Part of our testing and reviewing meant going back several times. All restaurants can have a bad day. With some, leaning toward corporate fast food, it depends on the minimum wage hourly staff.   A bad week is a sign of something else, that's the work of a bad manager. 

I am happy-happy in the kitchen which means I follow guidelines as to food handling, cleanliness and organization.  Some of these things I see in some of these places in these categories are red flags to me. Habits, especially bad ones are hard to break in some restaurants.

Most of the problems in food service are correctable, nothing has changed that much in forty years, sure, faster cookers, better ovens, and food control. These locations that follow the party line and have no innovation and fail are people problems, combined with management neglect and a lack of training. 

Wendy's will always be Wendy's, and the same for McDonalds and Burger King. But the help will determine whether you return. And the hype is the bait.

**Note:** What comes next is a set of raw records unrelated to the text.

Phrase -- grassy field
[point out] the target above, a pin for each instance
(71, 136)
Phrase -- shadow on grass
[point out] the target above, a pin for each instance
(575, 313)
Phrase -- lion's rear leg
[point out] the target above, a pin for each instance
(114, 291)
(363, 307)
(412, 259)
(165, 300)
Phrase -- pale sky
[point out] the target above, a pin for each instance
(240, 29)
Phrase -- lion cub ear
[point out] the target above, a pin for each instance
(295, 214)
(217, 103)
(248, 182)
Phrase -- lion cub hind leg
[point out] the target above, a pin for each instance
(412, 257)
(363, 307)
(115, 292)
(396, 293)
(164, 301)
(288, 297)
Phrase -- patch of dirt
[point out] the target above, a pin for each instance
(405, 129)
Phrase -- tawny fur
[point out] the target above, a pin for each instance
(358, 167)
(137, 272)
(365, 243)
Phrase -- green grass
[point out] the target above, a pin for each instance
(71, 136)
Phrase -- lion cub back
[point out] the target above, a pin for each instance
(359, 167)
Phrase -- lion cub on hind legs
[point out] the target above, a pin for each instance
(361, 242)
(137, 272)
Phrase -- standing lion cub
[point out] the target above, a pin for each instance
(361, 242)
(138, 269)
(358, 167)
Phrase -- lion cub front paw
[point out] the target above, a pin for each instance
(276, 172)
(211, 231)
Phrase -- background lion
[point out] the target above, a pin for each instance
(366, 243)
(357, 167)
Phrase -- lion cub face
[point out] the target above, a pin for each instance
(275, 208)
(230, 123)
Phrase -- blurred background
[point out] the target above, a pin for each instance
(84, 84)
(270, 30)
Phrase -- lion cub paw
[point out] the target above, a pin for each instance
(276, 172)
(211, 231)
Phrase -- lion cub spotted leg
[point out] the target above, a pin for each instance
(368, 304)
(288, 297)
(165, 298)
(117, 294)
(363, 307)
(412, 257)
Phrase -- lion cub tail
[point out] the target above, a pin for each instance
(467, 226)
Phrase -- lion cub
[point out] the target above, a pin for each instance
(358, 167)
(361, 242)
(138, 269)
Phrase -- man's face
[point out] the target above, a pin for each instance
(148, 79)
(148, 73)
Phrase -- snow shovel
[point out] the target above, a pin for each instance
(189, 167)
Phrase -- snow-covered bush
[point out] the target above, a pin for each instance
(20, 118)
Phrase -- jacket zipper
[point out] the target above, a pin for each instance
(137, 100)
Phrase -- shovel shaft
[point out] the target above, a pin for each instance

The things we see are real:
I have witnessed line people with no gloves, handling food.
Picking up things from the floor with gloves on and then touching food.
I have seen people scratch their head with the gloves on and the handling a sandwich. 
A popular buffet had the manager shaking out floor rugs from the front in the dishwashing room spreading the dirt all over the freshly cleaned plates.  Same place that had 10,000 fruit flies all over the produce and refused to shut the line.  I called the Health Department and the Police to record it.
We list those places and I get heat, which means nothing to me.  There is a reason I only eat burgers at Five Guys and Culvers.  You can either see it being made or the integrity of the company. 

I'm not making the statement all the stores in a chain might be this way.   Au contraire, this is why I marked specific locations. Within a normal amount of time, if the situation hasn't been corrected, we will bring that to your attention. If it has improved we will tell you, we will also take note if we sent them an "anon-o-gram"  to their corporate office.